Whether it was NetMarket or the Internet Shopping Network that actually processed the first secure credit card purchase on the Internet in August 1994 doesn't really matter. That the US government only legally permitted commercial use of the Internet in 1995 is irrelevant.
What is significant is the pace at which this has happened, and the pace at which it is accelerating. In the US, e-commerce revenues this year will be 27 percent more than last year. In other countries the growth rate is higher. Despite anxieties about online security, the convenience of doing business online continues to drive more consumers to their browsers, and stimulates more businesses to do a better job of providing their products and services online.
The globalization of the Internet consumer base has prompted unprecedented attention to global e-commerce among sellers. American corporations are currently spending an average of $500,000 on globalizing their sites for every billion dollars of corporate revenue. How global is that Internet user base these days?
According to A.C. Nielsen and others, the US has about 139 million active at-home Internet users, followed by China with 80 million. Japan had 34 million, South Korea 31 million, Germany 27 million, the UK 21 million, France 14 million, and Brazil 12 million. The growing powerhouse, of course, is China which will have 100 million Internet users by year end.
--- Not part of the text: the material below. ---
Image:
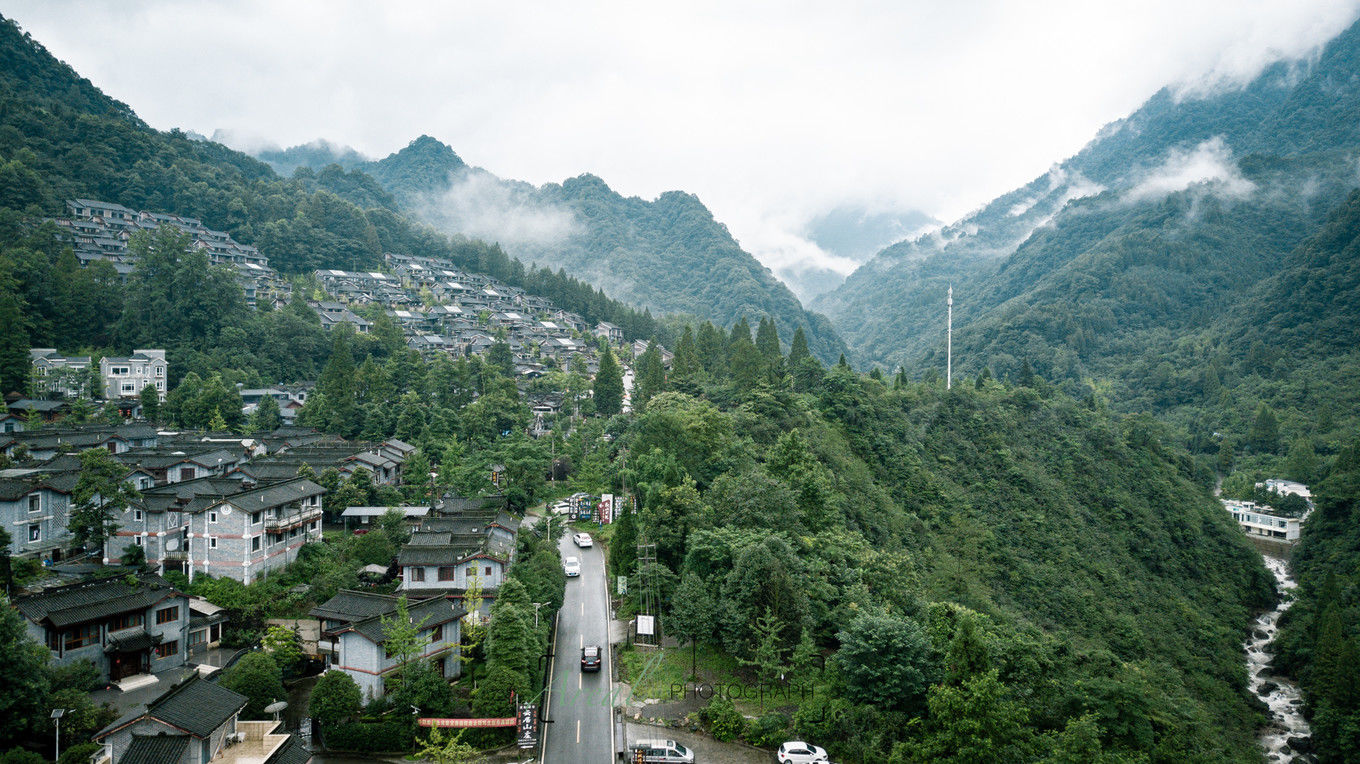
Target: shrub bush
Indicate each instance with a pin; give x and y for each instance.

And the absolute numbers don't tell the whole story -- it is the proportion of the population that really determines how intensively the technology influences business culture.
Remember the clicks-vs-bricks arguments of a few years ago, and the assertions that retailers could never make a profit online? Mere teething troubles and learning curves. When e-commerce actually matures (if ever), those early analyses will seem so short-sighted. The same will be true of the superstitious early attitudes to most aspects of e-business and e-learning.